En réalité, l’ordinateur est l’un des objet les plus complexe jamais inventé par l’homme. C’est un outil d’une puissance extraordinaire. Mais c’est un outil complexe.

Croire que l’informatique serait un outil destiné à simplifier la vie est précisément ce qui à mené des millions de gens à penser qu’ils peuvent utiliser les ordinateurs sans aucune formation ni réflexion sur le sujet.

Le résultat est sans surprise une belle catastrophe.

C’est dangereux, mais c’est l’homme qui le rend dangereux.

Bien sûr.

Mais ce qui compte, c’est d’en comprendre la raison.
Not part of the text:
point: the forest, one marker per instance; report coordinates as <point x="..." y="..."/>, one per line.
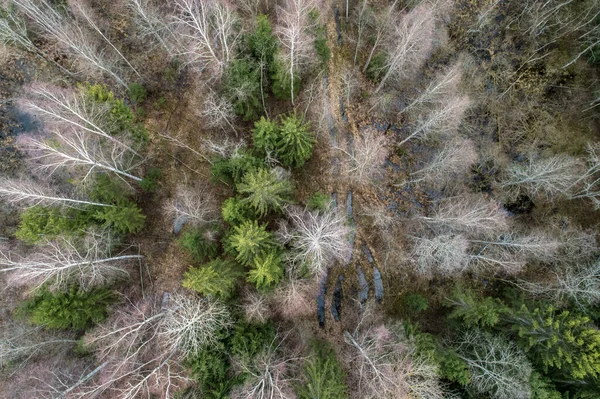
<point x="303" y="199"/>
Le peuple à voulu utiliser l’informatique sans faire l’effort de s’y former.

Un peu comme des enfants qui jouent avec le feu.

KlingonBrain

Le danger vient de la personne qui utilise l’outil: incompétence ou volonté de nuire.
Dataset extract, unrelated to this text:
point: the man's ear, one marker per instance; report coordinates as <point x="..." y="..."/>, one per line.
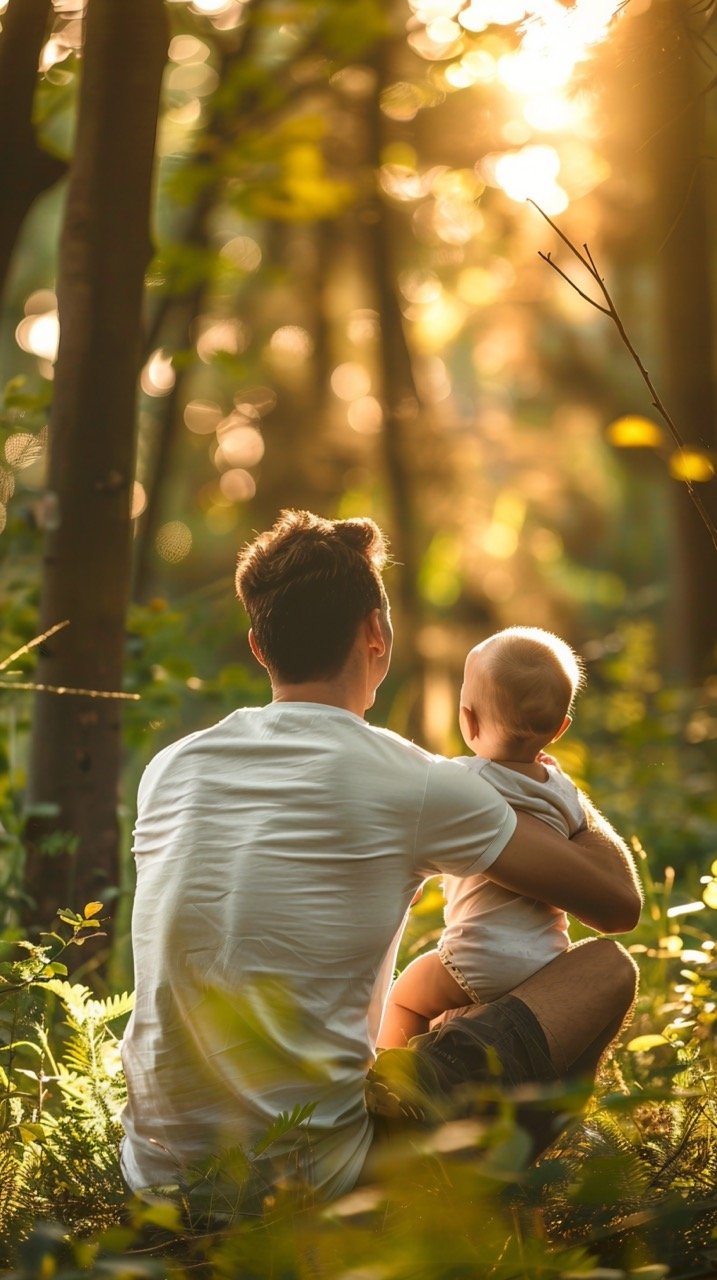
<point x="563" y="727"/>
<point x="255" y="648"/>
<point x="375" y="632"/>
En l’occurrence, l’incompétence et la naïveté du plus grand nombre sur l’informatique laisse libre cours a toutes les mauvaises intentions habituelles de l’homme : cupidité, avidité de pouvoir, etc…

johny.doe

la question que je me pose est pourquoi les données médicales ont une plus grande valeur que les données de cartes de crédits?
Qui est intéressé par avoir des informations sur la santé des gens et prêt à payer beaucoup pour cela.

GRITI

Assurances, mutuelles, banques, labo pharmaceutiques, fabricants d’objets connectés destinés à la santé, les chercheurs… J’en oublie sûrement…

johny.doe

C’est également les seuls acteurs que je comprends un intérêt, mais voir les mutuelles acheter des données volées est un jeu dangereux, cela pourrait le coûter très cher. A mon sens, s’il se font prendre, ils pourraient disparaître (licence d’assurance retirée) selon qui a approuvé + les amendes RGPD/GDPR. Cela me surprend qu’un business aussi régulé ose prendre autant de risques.